Une triple « brutalisation »

Cette sombre perspective peut-elle ressouder un front républicain solide face à des électeurs qui cherchent, par leur vote RN, avant tout à se débarrasser du personnel politique en place ? En tout cas, elle n’a pas dissuadé d’anciens responsables et des essayistes issus de la gauche de considérer que, dans leur hiérarchie des périls du moment, celui du NFP était bien plus élevé que celui de l’extrême droite.

Est-ce un autre effet de l’affolement qui caractérise cette campagne tronquée ? De fait, le paysage électoral, en cette veille de premier tour, paraît marqué par les effets d’une triple « brutalisation ». Au centre, c’est le président de la République, en personne, qui porte cette violence verbale jusqu’au cœur de la campagne en déclarant notamment redouter une « guerre civile » si le RN ou le NFP l’emportait.

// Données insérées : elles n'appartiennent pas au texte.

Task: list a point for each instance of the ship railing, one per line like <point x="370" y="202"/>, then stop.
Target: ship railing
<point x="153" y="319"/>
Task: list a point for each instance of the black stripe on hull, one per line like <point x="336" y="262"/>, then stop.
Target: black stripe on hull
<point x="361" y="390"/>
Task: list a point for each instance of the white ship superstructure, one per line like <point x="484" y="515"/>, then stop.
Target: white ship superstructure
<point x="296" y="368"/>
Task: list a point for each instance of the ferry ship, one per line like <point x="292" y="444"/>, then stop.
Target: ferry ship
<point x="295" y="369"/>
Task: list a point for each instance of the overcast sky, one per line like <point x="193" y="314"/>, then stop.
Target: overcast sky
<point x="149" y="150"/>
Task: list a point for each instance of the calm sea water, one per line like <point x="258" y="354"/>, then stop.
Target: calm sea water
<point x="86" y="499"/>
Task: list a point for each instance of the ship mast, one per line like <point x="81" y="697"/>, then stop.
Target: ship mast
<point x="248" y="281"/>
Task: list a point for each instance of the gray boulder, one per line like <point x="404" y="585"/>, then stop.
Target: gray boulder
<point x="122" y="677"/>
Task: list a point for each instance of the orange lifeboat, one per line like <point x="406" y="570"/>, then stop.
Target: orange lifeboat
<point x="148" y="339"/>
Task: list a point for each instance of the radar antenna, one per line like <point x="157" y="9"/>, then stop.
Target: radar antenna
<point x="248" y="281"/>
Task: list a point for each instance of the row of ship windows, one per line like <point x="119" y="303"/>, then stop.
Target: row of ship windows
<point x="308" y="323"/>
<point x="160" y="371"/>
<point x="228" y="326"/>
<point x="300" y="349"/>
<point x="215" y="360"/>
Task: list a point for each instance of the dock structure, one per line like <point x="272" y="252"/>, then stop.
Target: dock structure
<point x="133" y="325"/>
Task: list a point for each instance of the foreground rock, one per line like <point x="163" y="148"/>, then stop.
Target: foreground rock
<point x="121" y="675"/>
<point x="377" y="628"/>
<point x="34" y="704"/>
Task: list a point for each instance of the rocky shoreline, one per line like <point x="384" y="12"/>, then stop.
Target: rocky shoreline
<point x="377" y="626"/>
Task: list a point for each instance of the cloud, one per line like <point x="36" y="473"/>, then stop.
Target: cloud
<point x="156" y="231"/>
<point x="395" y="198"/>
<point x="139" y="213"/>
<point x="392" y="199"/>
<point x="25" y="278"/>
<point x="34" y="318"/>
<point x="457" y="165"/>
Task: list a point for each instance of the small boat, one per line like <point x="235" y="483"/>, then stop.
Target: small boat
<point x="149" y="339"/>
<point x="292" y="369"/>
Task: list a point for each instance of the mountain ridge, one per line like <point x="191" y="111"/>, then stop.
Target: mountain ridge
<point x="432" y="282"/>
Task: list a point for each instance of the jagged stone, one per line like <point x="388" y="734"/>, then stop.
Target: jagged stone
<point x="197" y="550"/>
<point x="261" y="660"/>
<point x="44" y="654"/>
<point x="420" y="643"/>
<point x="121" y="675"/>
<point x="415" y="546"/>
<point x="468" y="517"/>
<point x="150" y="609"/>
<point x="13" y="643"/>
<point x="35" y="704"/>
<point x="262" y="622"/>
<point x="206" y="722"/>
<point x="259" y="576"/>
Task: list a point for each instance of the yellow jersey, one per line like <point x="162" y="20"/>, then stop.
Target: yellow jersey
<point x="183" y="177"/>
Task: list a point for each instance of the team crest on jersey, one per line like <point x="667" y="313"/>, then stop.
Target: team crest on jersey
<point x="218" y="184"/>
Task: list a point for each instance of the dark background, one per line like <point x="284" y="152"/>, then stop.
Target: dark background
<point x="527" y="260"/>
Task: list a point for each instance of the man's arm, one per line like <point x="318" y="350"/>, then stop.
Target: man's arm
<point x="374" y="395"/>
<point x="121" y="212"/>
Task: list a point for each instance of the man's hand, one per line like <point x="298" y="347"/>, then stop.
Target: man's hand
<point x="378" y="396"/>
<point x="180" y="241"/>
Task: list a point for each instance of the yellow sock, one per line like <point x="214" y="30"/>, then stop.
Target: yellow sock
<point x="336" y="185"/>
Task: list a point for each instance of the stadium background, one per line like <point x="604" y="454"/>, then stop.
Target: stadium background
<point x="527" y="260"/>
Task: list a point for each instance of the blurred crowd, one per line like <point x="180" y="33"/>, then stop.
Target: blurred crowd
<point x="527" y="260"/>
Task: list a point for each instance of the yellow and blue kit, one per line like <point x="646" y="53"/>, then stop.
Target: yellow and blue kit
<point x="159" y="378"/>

Propos ahurissants pour un chef de l’Etat, qui ne font que prolonger la façon dont il n’a cessé de créer de la tension. Reconstruire l’espace politique français en ruine, dans lequel il a émergé il y a sept ans, en commençant par son centre, aurait demandé une humilité, une attention aux autres de tous les instants. Mais Emmanuel Macron ne dispose visiblement d’aucune de ces vertus, et son entourage n’a jamais été pensé pour compenser ses défauts. Son narcissisme a fini par l’exposer à un rejet supérieur à celui qui l’avait placé au pouvoir et par menacer tout le bloc central de sa majorité d’effondrement.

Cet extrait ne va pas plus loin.